The big things to avoid are crossing the user/kernel divide and communication across cores.

Staying in the kernel is approximately the same as bypassing the kernel (caveats apply); for a packet filtering / smoothing use case, I don't think kernel bypass is needed. You probably want to tune NIC hashing so that inbound traffic for a given shaping queue arrives in the same NIC rx queue; but you probably want that in a kernel bypass case as well. Userspace is certainly nicer during development, as it's easier to push changes, but in 2026, it feels like traffic shaping has pretty static requirements and letting the kernel do all the work feels reasonable to me.

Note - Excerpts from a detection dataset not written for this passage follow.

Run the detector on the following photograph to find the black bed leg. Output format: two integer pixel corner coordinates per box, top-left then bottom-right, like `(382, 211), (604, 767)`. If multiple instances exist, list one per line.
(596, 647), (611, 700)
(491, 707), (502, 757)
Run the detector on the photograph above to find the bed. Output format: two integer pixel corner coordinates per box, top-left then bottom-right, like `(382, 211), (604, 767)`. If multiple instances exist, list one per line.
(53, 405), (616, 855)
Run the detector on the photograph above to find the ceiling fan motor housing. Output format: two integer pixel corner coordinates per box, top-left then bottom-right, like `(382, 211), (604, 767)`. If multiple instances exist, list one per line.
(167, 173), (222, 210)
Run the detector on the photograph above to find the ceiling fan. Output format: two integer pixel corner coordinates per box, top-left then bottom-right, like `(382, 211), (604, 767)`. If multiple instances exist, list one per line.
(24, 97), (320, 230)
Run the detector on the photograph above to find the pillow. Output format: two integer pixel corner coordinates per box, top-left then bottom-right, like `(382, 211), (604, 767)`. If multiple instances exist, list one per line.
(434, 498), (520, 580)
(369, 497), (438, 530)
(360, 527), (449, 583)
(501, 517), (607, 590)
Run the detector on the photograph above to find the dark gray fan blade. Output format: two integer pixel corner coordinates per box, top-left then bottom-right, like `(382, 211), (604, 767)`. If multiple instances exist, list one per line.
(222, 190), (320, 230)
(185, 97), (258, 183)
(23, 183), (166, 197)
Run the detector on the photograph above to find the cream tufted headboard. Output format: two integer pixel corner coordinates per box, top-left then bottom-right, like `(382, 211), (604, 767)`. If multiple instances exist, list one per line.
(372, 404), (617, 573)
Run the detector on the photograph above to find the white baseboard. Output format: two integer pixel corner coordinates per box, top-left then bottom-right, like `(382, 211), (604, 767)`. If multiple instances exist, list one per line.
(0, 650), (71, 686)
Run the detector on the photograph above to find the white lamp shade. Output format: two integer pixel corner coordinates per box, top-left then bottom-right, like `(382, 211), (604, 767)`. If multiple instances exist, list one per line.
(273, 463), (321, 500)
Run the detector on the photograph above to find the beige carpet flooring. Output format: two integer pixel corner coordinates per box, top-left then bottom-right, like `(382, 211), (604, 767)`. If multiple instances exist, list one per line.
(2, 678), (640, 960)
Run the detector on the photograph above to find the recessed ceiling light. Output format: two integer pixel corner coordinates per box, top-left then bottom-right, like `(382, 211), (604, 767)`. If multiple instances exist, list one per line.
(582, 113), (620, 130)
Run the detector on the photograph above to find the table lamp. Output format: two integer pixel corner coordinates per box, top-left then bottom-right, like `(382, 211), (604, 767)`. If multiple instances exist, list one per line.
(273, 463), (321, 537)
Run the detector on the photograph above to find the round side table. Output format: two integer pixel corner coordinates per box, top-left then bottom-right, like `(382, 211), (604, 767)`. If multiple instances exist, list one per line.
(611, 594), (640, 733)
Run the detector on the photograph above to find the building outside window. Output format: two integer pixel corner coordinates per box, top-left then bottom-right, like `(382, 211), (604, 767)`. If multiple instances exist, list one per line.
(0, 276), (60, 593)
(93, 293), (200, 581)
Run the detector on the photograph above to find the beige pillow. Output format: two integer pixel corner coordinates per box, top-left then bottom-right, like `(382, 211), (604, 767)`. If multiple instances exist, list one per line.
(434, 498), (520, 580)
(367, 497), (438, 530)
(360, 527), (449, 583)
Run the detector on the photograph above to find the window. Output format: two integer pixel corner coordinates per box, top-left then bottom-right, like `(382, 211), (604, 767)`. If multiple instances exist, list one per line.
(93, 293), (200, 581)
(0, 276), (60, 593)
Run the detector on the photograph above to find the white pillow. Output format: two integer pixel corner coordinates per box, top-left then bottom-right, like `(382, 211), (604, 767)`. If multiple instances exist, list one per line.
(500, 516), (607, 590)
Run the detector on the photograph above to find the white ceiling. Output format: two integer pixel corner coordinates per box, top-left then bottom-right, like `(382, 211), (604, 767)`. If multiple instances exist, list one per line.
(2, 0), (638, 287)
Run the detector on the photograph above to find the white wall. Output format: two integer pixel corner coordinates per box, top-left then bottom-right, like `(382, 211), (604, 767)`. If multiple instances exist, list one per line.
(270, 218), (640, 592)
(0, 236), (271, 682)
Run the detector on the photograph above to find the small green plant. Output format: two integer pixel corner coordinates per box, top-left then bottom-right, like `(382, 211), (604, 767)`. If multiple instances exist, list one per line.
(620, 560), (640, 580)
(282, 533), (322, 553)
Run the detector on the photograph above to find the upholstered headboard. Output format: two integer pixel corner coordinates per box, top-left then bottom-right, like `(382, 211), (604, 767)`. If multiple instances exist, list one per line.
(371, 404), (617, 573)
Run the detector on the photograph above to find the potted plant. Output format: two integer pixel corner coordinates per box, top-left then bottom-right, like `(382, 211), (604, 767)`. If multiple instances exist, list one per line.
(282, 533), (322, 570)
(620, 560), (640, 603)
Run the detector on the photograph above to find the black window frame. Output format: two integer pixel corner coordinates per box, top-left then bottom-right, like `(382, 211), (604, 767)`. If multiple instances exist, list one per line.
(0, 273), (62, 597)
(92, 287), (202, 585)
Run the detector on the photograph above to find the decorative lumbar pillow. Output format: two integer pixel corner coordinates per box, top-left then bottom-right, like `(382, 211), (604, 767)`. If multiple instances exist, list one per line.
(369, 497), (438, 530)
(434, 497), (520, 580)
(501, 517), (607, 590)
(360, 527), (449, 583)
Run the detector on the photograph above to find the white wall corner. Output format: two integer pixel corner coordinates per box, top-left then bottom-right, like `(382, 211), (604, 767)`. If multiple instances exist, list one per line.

Otoh, OpenBSD is pretty far behind the curve on SMP and all that (I think their PF now has support for SMP, but maybe it's still in development?; I'd bet there's lots of room to reduce cross core communication as well, but I haven't examined it). You can't pin userspace cores to cpus, I doubt their kernel datastructures are built to reduce communications, etc. Kernel bypass won't help as much as you would hope, if it's available, which it might not be, because you can't control the userspace to limit cross core communications.

▲

rpcope1 4 hours ago | parent [-]

Just a single data point, but the BSDs in general, as much as people like to jerk them off, having tested both recent FreeBSD (which should be much faster than OpenBSD) and Debian on I guess the now kind of elderly APU2s I have, netfilter is noticably faster (and I find nftables to be frankly less challenging than pf) and gets those devices right at gigabit line speed even with complex firewall rules, where as pf leaves performance on the table. It probably has to do with the fact it's an older 4 core design that wasn't super high power to begin with (does still does its job extremely well), but still.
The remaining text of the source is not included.